In Bourdon’s version: “Freddy poured a bottle of Dodd’s perfume into a tub of steaming hot water and took a long bubble bath” – Forde says the tub was too squat for this. “He seemed to cheer up as Dodd, who knew that ‘Freddy was a Mozart freak,’ put a recording of the composer’s Coronation Mass on the phonograph. Herko dried himself, then started dancing naked around the living room, whirling round and round, periodically making a long run toward the front windows. Dodd couldn’t help but wonder whether this was going to be the ‘suicide performance’ that Freddy had been promising his friends for so many weeks. ‘It was obvious that Freddy had to do it now: the time and the place were right, the decor was right, the music was right.’

“Herko made another long run and, like Nijinsky in Le Spectre de la Rose, leaped out an open window, his momentum carrying him almost to the opposite side of the street. He was 29 years old. Several of Andy’s friends heard him lament on various occasions that he had not been there to film it.”

However, Forde doesn’t believe Herko’s was a performed death. As part of a piece he was preparing, he would routinely go up to the gallery of Judson Memorial Church (which has helped organize the 50th anniversary events) and leap off a 20-foot ledge, landing perfectly. “Every ballet dancer has the sense they can fly, and for seconds suspended in mid-air, they do.”

At the time of his death, Herko was working on a dance piece, Eine Kleine Nachtmusik, and rehearsing a play, Wallace Stevens’ Carlos Among the Candles, which ended with Herko’s character jumping from a window. “He was psychotic because of speed and possibly took LSD that day,” says Forde. “He had also just performed a piece on a roof on the Lower East Side noone had come to. The idea of flight was in his head. I don’t think he intended to die, I think he intended to fly.”

Had he lived, Forde thinks Herko may have formed his own company, a forerunner of the kind of dance Michael Clark became famous for 20 years later. “There wasn’t any figure taking Freddy’s direction in the 60s and 70s. But people said he didn’t have much discipline. One report from Juilliard said he had problems making up his mind. He was making costumes, collage and painting; he was interested in too many things. In combination with the drugs, it led to his downfall.”

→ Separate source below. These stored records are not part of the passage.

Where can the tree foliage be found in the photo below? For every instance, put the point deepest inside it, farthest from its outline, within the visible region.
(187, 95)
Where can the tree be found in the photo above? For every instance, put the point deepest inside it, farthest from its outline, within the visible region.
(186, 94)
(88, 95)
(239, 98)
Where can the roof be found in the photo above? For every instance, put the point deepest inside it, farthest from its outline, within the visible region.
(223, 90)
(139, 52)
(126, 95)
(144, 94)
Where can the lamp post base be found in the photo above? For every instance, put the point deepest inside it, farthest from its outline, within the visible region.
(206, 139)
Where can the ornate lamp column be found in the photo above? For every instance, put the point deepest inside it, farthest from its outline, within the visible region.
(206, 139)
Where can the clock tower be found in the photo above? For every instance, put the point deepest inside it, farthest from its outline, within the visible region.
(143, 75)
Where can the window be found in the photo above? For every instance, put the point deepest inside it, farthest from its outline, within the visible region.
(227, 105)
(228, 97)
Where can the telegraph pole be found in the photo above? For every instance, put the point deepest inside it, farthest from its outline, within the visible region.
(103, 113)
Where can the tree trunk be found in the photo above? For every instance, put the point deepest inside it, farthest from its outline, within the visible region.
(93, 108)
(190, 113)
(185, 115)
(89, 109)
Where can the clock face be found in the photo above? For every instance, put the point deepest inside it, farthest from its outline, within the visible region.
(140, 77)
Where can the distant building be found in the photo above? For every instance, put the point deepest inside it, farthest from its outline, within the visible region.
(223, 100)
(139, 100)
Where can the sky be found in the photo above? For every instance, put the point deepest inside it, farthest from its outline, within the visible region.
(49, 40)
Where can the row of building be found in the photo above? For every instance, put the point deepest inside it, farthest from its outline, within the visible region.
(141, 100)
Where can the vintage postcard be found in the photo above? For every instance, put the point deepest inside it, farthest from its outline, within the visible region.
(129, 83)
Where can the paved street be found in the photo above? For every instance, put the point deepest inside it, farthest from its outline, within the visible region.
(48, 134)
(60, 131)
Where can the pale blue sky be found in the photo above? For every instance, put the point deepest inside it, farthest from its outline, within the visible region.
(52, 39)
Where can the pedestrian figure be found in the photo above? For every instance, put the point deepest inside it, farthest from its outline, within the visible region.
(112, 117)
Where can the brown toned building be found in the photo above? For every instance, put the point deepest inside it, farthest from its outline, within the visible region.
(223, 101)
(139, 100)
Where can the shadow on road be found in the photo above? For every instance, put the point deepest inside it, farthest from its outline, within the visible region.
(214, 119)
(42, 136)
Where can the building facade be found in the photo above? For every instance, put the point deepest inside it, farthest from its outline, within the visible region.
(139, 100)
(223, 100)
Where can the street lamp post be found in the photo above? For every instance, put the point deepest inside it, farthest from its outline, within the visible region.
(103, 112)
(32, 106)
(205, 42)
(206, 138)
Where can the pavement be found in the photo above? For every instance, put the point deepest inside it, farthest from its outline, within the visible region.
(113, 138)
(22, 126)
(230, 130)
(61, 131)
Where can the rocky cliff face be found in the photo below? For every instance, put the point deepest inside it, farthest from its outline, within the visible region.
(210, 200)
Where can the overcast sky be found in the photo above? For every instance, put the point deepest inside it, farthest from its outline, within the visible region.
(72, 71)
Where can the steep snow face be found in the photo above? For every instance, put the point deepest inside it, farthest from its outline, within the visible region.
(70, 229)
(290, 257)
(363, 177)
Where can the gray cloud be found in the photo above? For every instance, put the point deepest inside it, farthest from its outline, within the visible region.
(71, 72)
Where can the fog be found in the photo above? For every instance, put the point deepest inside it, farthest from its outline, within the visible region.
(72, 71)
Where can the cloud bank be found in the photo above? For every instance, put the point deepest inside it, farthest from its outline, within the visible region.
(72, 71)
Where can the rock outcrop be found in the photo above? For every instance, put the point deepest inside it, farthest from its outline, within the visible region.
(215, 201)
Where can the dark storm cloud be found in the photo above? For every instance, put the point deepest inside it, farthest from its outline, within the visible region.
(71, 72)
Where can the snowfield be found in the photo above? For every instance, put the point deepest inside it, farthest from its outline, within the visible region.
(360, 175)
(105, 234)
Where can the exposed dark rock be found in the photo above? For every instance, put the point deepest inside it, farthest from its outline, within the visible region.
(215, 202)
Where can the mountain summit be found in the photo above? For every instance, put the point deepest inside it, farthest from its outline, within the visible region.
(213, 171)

Warhol later said, “For the 26 nights following Freddy’s death, the group at Diane di Prima’s apartment met formally to read the Tibetan Book of the Dead … There was a memorial service for him at Judson Church, but so many people showed up that there was another one for him, at the Factory. We showed the three films.”

Now, 50 years later, for Herko’s surviving loved ones, friends and downtown obsessives, the celebratory events in his name aim to accord him his rightful place in the avant-garde pantheon, in what was a too short – but dramatic – life.